After spending an American record-breaking 371 days in space, NASA astronaut Frank Rubio safely landed on Earth with his crewmates Wednesday.

Rubio departed the International Space Station, along with Roscosmos cosmonauts Sergey Prokopyev and Dmitri Petelin, at 3:54 a.m. EDT, and made a safe, parachute-assisted landing at 7:17 a.m. (5:17 p.m. Kazakhstan time), southeast of the remote town of Dzhezkazgan, Kazakhstan.

“Frank’s record-breaking time in space is not just a milestone; it’s a major contribution to our understanding of long-duration space missions,” said NASA Administrator Bill Nelson. “Our astronauts make extraordinary sacrifices away from their homes and loved ones to further discovery. NASA is immensely grateful for Frank’s dedicated service to our nation and the invaluable scientific contributions he made on the International Space Station. He embodies the true pioneer spirit that will pave the way for future exploration to the Moon, Mars, and beyond.”
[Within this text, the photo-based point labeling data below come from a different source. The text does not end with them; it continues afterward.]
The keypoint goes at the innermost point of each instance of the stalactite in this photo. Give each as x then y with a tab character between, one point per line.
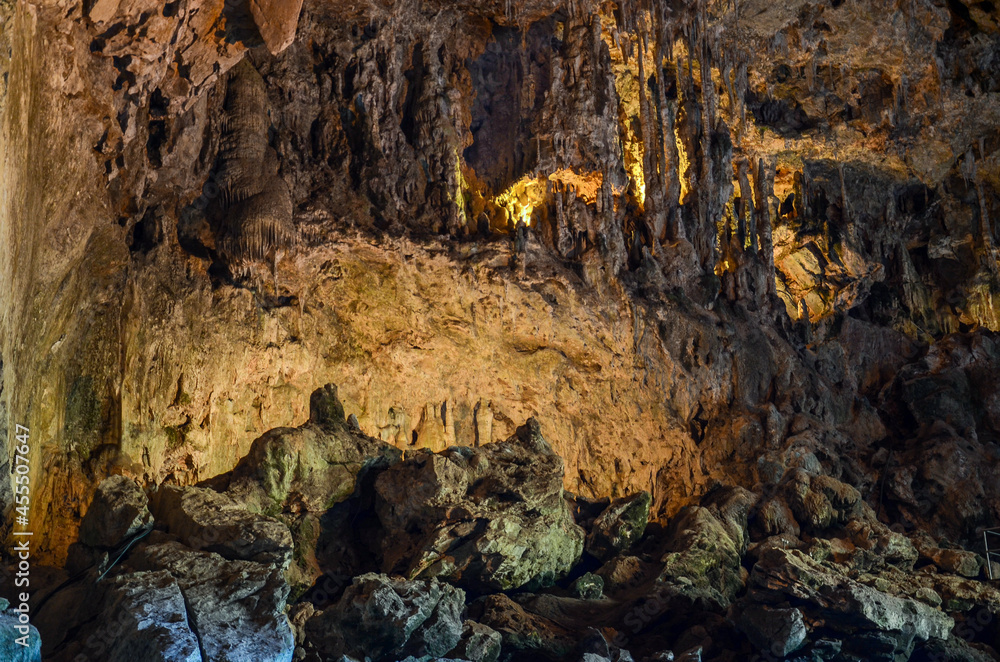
749	230
763	192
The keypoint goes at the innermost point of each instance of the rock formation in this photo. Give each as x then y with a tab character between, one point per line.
737	258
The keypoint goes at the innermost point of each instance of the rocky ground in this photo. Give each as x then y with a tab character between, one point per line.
737	258
326	544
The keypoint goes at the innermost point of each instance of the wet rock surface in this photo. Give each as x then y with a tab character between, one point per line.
740	257
211	581
492	518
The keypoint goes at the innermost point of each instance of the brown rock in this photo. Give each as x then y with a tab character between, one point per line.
277	21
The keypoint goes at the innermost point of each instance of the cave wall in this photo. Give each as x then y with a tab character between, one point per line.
697	240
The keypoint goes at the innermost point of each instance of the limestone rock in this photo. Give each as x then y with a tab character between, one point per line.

Rubio launched on his first spaceflight on Sept. 21, 2022, alongside Prokopyev and Petelin. Rubio’s spaceflight is the longest single spaceflight by a U.S. astronaut, breaking the record previously held at 355 days by NASA astronaut Mark Vande Hei.

During his mission, Rubio completed approximately 5,936 orbits and a journey of more than 157 million miles, roughly the equivalent of 328 trips to the Moon and back. He witnessed the arrival of 15 visiting spacecraft and the departure of 14 visiting spacecraft representing crewed and uncrewed cargo missions.

Rubio’s extended mission provides researchers the opportunity to observe the effects of long-duration spaceflight on humans as the agency plans to return to the Moon through the Artemis missions and prepare for exploration of Mars.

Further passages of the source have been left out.